Потом трава словно расступилась, и появились львы; они шли прямо на нас, шевеля хвостами. Я глядела на них в зеркало заднего вида и затаила дыхание, когда они прошествовали мимо нас мощной поступью. Там было десять львов, включая двух самцов с густыми черными гривами. Их массивные подушечки лап беззвучно касались дороги, когда они проходили мимо нашей машины. Один львенок помчался куда-то, но мать догнала его, схватила зубами за загривок и не выпускала, даже когда догнала прайд. Малыш извивался в ее зубах и мяукал.

– Она не слишком почтительно обращается со звериным принцем, – засмеялась я, когда львы скрылись среди кустарников.

– Так было у нас с Гомой, когда я был маленьким, – сказал Джек, заводя машину. – Я всегда куда-то убегал, а она отлавливала меня.

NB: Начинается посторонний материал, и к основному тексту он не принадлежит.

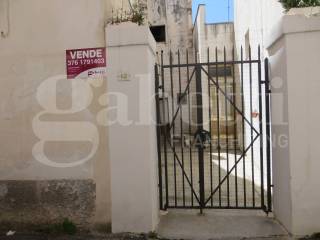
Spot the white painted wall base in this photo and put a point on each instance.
(294, 51)
(133, 152)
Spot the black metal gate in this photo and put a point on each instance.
(213, 131)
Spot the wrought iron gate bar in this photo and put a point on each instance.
(179, 105)
(231, 170)
(211, 63)
(230, 101)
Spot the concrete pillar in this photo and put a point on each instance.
(294, 51)
(132, 136)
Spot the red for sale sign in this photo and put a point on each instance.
(86, 63)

– Что случилось с твоими родителями?

– Отец любил летать. Родители возвращались домой, и их двухместный самолет разбился. Мне тогда было семь лет. Гома на неделю заперлась у себя в комнате, а когда вышла, была такой же резкой и деловой, как всегда. Хотя я иногда думаю, что она держалась ради меня. Она не развалилась на куски, как я после гибели Лили, потому что не могла позволить себе такую роскошь.

«Она не винила себя в гибели сына, как винишь себя ты», – подумала я, но придержала язык.

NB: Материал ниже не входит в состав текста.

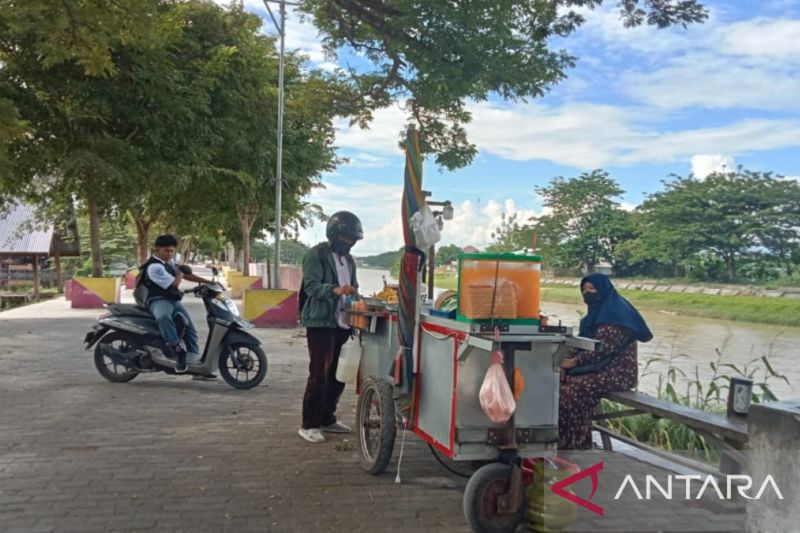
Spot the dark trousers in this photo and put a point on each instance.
(322, 390)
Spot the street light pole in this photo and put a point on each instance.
(281, 27)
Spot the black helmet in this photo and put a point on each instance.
(344, 223)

– А твоего деда уже не было в живых?

– Он умер еще до моего рождения, но мне всегда казалось, будто я знал его. Вероятно, из-за историй, которые рассказывала мне Гома. Одно время я считал, что она все приукрашивает, но потом встречал знавших его людей, и они говорили примерно то же самое. Он был незаурядным человеком.

Мы проезжали мимо зебр и антилоп гну. Джек объяснил, что зебры питаются жесткими растениями, а антилопы предпочитают более нежные, поэтому они прекрасно уживаются. В больших стадах они более защищены от хищников, а полоски зебр сбивают с толку огромных кошек.

– Там, где мы видим черное и белое, лев видит только полосы из-за особенностей своего зрения. Если зебра стоит на месте среди волнистых линий травы, она совершенно невидима для льва.

Меня всегда привлекали мужчины с мозгами, а не только с мышцами. Джек превосходно подходил к этой категории, но сейчас я слушала его слова вполуха. Меня завораживал его голос. Джек говорил мало, но тут, на этой огромной равнине, он как будто открывался для меня. А его голос, превосходный тембр, превосходная высота звука, были восхитительными. По моей коже пробегала вибрация, словно от камертона, на загривке вставали дыбом волоски. Мне хотелось слушать его, слушать до бесконечности.

Возможно, Джек что-то почувствовал, потому что замолчал и посмотрел на меня. Прямо на меня. И в его взгляде уже не было утренней мягкости. Было что-то другое. Настолько другое, что у меня учащенно забилось сердце.

Существует негласное правило, как долго ты можешь глядеть вот так на другого человека. Об этом никто не говорит, но мы все это правило знаем. Мы бросаем быстрый взгляд на незнакомцев, обмениваемся доброжелательным взглядом со знакомыми, можем смотреть шутливо, покорно, страстно или с родительской заботой. Наши глаза всегда глядят по-разному, всегда что-то выражают. Они могут встретить чей-то взгляд прямо или нет; тысяча нюансов выражает наше состояние без слов. И вот теперь этот взгляд Джека. Что-то происходило между нами в центре этой древней кальдеры. Возможно, потому что мы, жившие прежде в совершенно разных мирах, не знали точно, как нам относиться друг к другу, – два человека, которых объединил горем, а не взаимным притяжением, некий солнечный и трагический день.